As I settled up with Niko and Eleni, Maria asked whether we had eggs at home, which, of course, we didn’t. “I’ll give you some from our own hens to take home with you,” she said and scuttled off around the corner into the kitchen. She soon returned with a bag of probably a dozen fresh eggs, plus two more items. One was another bag packed full of aubergines, cucumbers courgettes and tomatoes that were easily larger than tennis balls, and the other was one of those oval-shaped clear plastic cake dishes you get from the zacheroplasteia here, and on it were several generous slices of orange cake from her own fair hand, plus some sweet bread and koulourakia, all under cling-film. Interestingly, although she handed us the bag of vegetables and the dish, the bag of eggs she placed on the table for us to pick up. This odd superstition about it being bad luck to actually hand someone a bag of eggs I mentioned some time back in this post, when Angla’i’a had given us eggs back in the village. On more than a few occasions since we’ve tried to get Angla’i’a to simply hand us her gift of eggs from her chickens, but she always refuses resolutely, insisting that she put them down for us to pick them up. Well it seems the superstition is held fairly widely over this region then.

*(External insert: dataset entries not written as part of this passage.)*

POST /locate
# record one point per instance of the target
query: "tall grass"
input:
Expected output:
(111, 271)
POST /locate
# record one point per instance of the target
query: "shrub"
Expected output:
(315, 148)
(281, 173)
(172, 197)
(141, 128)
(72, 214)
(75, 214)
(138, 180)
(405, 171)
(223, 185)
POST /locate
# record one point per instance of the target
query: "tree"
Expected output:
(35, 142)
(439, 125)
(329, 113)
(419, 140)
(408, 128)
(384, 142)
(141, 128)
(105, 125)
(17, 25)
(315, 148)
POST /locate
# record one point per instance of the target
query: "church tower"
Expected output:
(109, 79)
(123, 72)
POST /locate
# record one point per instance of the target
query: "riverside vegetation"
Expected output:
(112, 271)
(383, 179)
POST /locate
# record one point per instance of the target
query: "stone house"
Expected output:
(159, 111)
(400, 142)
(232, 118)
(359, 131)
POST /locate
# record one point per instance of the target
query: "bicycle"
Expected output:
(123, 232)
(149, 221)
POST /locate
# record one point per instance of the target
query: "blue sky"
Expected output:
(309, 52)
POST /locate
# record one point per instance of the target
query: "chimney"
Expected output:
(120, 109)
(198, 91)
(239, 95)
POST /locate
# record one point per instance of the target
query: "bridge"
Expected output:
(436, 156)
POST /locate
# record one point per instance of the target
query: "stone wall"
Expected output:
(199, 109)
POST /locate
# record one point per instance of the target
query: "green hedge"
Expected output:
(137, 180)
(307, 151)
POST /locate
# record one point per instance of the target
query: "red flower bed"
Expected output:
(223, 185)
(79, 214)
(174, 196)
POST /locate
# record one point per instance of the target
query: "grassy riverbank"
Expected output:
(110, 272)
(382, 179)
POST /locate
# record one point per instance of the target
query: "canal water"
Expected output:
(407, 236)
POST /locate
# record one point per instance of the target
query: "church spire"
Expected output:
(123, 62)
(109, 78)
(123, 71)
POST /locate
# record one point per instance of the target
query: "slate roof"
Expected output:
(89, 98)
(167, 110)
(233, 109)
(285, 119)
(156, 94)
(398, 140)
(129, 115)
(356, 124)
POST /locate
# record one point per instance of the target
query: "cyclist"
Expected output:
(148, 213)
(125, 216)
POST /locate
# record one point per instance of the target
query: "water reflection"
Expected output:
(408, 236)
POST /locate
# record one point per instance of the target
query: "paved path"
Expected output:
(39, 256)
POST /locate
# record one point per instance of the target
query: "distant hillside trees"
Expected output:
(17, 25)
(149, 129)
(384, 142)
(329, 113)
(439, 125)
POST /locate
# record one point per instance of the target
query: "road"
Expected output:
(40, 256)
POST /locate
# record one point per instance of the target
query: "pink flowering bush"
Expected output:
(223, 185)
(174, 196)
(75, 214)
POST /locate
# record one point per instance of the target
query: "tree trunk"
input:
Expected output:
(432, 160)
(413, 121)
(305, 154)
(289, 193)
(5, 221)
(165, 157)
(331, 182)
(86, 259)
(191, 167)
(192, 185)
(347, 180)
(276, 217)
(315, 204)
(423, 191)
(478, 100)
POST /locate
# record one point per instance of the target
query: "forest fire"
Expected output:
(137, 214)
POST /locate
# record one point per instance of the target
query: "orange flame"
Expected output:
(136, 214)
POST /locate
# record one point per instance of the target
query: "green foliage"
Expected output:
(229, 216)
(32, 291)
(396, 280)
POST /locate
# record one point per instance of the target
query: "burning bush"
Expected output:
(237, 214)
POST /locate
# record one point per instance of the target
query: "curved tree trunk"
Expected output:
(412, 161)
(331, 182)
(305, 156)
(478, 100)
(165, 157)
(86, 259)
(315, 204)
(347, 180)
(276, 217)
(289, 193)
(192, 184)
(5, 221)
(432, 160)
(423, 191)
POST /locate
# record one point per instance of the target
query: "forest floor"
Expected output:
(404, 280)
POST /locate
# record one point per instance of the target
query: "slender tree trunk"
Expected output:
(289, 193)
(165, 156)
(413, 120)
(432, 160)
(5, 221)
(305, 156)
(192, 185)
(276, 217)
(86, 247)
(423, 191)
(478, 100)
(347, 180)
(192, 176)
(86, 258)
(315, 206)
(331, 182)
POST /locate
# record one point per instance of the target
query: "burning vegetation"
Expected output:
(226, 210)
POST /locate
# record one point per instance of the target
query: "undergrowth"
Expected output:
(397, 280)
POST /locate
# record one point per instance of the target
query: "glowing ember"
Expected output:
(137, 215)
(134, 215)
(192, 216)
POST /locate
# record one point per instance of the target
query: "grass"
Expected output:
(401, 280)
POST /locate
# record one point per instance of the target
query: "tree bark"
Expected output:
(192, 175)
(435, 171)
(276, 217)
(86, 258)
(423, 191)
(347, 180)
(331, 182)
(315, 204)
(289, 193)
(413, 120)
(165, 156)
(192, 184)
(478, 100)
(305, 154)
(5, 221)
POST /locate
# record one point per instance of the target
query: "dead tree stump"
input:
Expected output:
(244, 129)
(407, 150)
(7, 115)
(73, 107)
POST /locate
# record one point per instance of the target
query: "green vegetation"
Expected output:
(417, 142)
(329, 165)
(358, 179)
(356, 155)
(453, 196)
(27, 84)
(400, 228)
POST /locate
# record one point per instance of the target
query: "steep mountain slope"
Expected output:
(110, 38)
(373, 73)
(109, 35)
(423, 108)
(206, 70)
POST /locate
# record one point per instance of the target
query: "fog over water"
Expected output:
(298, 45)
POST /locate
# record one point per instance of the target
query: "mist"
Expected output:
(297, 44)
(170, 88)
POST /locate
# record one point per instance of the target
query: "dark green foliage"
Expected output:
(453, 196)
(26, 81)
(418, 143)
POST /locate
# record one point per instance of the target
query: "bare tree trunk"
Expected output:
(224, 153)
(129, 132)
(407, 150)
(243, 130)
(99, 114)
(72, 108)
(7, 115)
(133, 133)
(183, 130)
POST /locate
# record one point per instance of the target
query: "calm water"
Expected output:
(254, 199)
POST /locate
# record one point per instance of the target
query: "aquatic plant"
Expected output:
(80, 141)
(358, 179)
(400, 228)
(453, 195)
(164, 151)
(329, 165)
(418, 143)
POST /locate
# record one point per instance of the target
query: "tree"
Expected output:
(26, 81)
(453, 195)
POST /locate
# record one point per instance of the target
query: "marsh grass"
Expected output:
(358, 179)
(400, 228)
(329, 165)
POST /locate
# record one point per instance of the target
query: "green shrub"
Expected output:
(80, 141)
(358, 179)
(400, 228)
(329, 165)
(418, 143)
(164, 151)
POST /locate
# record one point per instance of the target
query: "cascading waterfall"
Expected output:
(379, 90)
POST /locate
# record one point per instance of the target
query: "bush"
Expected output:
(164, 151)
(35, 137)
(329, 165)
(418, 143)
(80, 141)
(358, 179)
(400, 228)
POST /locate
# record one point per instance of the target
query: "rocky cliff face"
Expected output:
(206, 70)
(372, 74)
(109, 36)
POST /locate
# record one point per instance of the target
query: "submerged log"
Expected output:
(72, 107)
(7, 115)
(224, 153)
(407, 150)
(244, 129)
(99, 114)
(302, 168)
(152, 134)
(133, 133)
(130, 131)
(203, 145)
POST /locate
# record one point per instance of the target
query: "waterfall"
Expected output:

After the usual round of hugs, cheek-kisses and warm pats on the back, accompanied by promises from us to return again as soon as we can, we packed ourselves, our luggage and all the gifts into the car and set off for home. All those kind gifts from old Maria were not only heartwarming, but they also meant that we wouldn’t need to go shopping quite so urgently when we got home. I’ll post a bunch more photos from Sitia, other than those I’ve already posted here on the blog, on my Facebook page after I’ve completed this post, rather than gum up my disk space with WordPress, who are a little careful about how many gb of space we use up with photos on our blog accounts. The photo at the top of this post was taken at 9.06pm in Sitia, the first night that this bar (The Black Hole Music Bar) was open for the season, several weeks later than usual, owing to the weather this year.

Here are a few photos of random subjects from the past couple of weeks….

Above: Developments on the orange tree. The first of the two photos above was taken on May 3rd at 4.00pm. Tiny oranges, not much larger than pearls, are beginning to form behind the dead flowerheads of the tree. I managed by accident to get a worker bee in the shot too, nice eh? The second was taken on Thursday June 1st, almost a month later. Look how that fruit is developing, isn’t it a wonderful thing to observe? The rains have actually been good for the citrus fruit trees too, so every cloud has a silver lining, right? Amazingly too, if you look close enough, you’ll see that I caught a bee in this one too, only this time it looks like a bumble bee. Both are great pollinators, of course. You’ll need to click on the photos to get the full-sized versions.

Above: Taken on May 1st, during a brisk walk around ‘dingly dell,’ this shows carob pods deveoping on the tree.

Above: Taken on May 13th, the day before we set off for Sitia. It’s a little corner of the village at around 4.30pm.

Above: There can be few sights more lovely than bougainvillea against a bright sky, don’t you agree? These were taken May 29th at 4.00pm in our neighbour’s garden.